The former president and CEO of Purdue Pharma told the court on Wednesday that he, his family, and the company were not responsible for the opioid crisis in the United States.
Richard Sackler, a member of the company’s royal family, was asked if everyone was liable during a federal bankruptcy hearing in White Plains, New York, about whether a judge should accept the OxyContin maker’s plan to settle thousands of lawsuits.
And he answered each of them with a one-word answer: “No.”
Richard Sackler’s denial of responsibility for the opioid crisis comes a day after another member of the Sackler family said the group would not accept a settlement without guarantees of immunity from further legal action.
The previous words of Richard Sackler, now 76, are at the heart of lawsuits accusing the Stamford, US-based company of being a major part of sparking the nationwide opioid epidemic.
Anti-opioid activists view Sackler as the ‘main villain’
At a 1996 event to launch OxyContin sales, he told the company’s sales team that there would be a “prescription snowstorm that would bury the competition.”
Five years later, as powerful pain medication was clearly being abused in some cases, he said in an email that Purdue would have to “hammer abusers in every possible way,” calling them “the offenders and criminals a problem.”

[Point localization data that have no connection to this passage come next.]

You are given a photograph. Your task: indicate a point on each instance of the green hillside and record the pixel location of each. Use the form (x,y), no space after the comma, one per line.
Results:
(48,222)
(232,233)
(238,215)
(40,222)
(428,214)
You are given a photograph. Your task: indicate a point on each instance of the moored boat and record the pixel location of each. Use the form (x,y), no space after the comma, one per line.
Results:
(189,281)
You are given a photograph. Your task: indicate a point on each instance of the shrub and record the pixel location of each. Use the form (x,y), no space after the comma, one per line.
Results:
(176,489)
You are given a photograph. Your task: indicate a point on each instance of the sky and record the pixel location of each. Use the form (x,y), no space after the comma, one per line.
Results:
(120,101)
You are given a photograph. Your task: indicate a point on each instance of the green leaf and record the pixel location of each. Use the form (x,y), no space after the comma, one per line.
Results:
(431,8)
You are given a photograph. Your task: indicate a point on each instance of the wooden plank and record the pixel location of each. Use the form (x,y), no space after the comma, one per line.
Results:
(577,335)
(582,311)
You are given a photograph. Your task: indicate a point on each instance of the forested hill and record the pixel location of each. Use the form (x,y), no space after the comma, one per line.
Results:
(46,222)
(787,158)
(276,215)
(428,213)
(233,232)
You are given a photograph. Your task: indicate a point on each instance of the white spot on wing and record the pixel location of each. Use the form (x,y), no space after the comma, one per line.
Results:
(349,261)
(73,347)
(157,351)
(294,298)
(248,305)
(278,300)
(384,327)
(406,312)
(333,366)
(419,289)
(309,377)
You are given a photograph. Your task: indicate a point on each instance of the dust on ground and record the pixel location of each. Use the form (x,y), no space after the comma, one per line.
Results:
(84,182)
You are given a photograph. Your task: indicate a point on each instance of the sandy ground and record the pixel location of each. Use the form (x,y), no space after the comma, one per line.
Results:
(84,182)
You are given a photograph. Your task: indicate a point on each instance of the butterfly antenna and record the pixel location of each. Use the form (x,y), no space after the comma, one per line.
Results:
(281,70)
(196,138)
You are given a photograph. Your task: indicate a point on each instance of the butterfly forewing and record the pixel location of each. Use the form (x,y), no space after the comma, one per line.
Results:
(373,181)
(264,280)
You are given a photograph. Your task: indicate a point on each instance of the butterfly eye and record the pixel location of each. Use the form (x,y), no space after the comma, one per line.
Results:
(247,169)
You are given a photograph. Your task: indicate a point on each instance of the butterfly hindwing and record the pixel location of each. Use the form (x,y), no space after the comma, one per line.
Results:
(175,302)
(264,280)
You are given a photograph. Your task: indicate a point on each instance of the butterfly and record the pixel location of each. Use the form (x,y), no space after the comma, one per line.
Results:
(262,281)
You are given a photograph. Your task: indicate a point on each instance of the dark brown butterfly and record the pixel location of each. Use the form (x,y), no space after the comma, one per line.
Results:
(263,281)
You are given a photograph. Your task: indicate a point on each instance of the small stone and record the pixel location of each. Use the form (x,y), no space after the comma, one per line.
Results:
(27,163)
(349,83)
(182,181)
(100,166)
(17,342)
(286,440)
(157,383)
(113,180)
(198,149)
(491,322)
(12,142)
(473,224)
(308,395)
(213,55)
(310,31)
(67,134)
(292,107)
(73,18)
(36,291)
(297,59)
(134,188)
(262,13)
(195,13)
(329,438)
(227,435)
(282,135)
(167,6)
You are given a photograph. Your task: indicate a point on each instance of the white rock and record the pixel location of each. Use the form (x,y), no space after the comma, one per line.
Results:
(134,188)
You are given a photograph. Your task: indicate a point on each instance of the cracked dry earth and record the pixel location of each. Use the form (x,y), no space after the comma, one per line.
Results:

For these reasons, activists fighting companies involved in selling opioids often see Richard Sackler—who was the company’s president from 1999 to 2003, its chairman from 2004 until 2007, and a board member from 1990 through 2018—as a Head bastard.
He has not appeared in public forums in recent years with the external video of testimony he gave in a 2015 lawsuit.
In a video-conducted hearing on Wednesday, Sackler, now 76, said he had laryngitis, and his voice was thin at times.
In response to more than three hours of questions, mostly from Maryland Assistant Attorney General Brian Edmonds, his most common answer was “I don’t remember.”
Sackler, whose father was one of three brothers who bought nearly 70 years ago the company that would later become Purdue Pharma, did not remember the emails he wrote a decade or more earlier; whether Purdue’s board of directors has approved certain sales strategies; whether a company owned by Sackler family members sells opioids in Argentina; Or whether he paid any of his own money as part of a settlement with Oklahoma to which the Sackler family contributed $75 million.
Often, he would answer questions with more questions, asking for accuracy.
When Edmonds asked him if he knew how many people had died in the United States from opioid use, Sackler asked him to specify the time period.
Edmonds did: 2005 to 2017.
“I don’t know,” Sackler said. He said he had seen some data on deaths in the past.
500,000 overdose deaths in the United States in two decades
The US Centers for Disease Control has counted more than 500,000 deaths in the United States from opioid overdose, including prescription drugs and illegal drugs like heroin and illegally produced fentanyl, since 2000.
At another point, Edmonds asked if he had held talks with the sales managers.
“Can you define what you mean by sales managers?” Sackler asked.
Edmonds did. Then Sackler said he did not remember such conversations.
Edmonds asked about a disagreement over the company’s sales goals at one point. Sackler corrected it.
“I used the word dispute,” he said. “It was not a disagreement. It was a difference of opinion.”
Sackler’s testimony came a day after that of his son, David Sackler.
The younger Sackler, who also served on Purdue’s board of directors, reiterated something that has long been the family’s position: They would approve their part of Purdue’s restructuring plan only if family members received protection from opioid lawsuits and other Purdue actions.
David Sackler said that if those provisions did not stay in the deal, the family would instead face lawsuits. “I think we’re going to file lawsuits over its end result,” he said.
On Wednesday, Richard Sackler said the family would not agree if states opposed to the deal were not bound by it and allowed to proceed with lawsuits against the company and family members.
Under the proposed settlement, the Sackler family members would relinquish ownership of Purdue and contribute $4.5 billion over time in cash and control to charitable trusts. Most of the money, along with Purdue’s future earnings, will be used to alleviate the opioid crisis. Some go to individual victims and their families.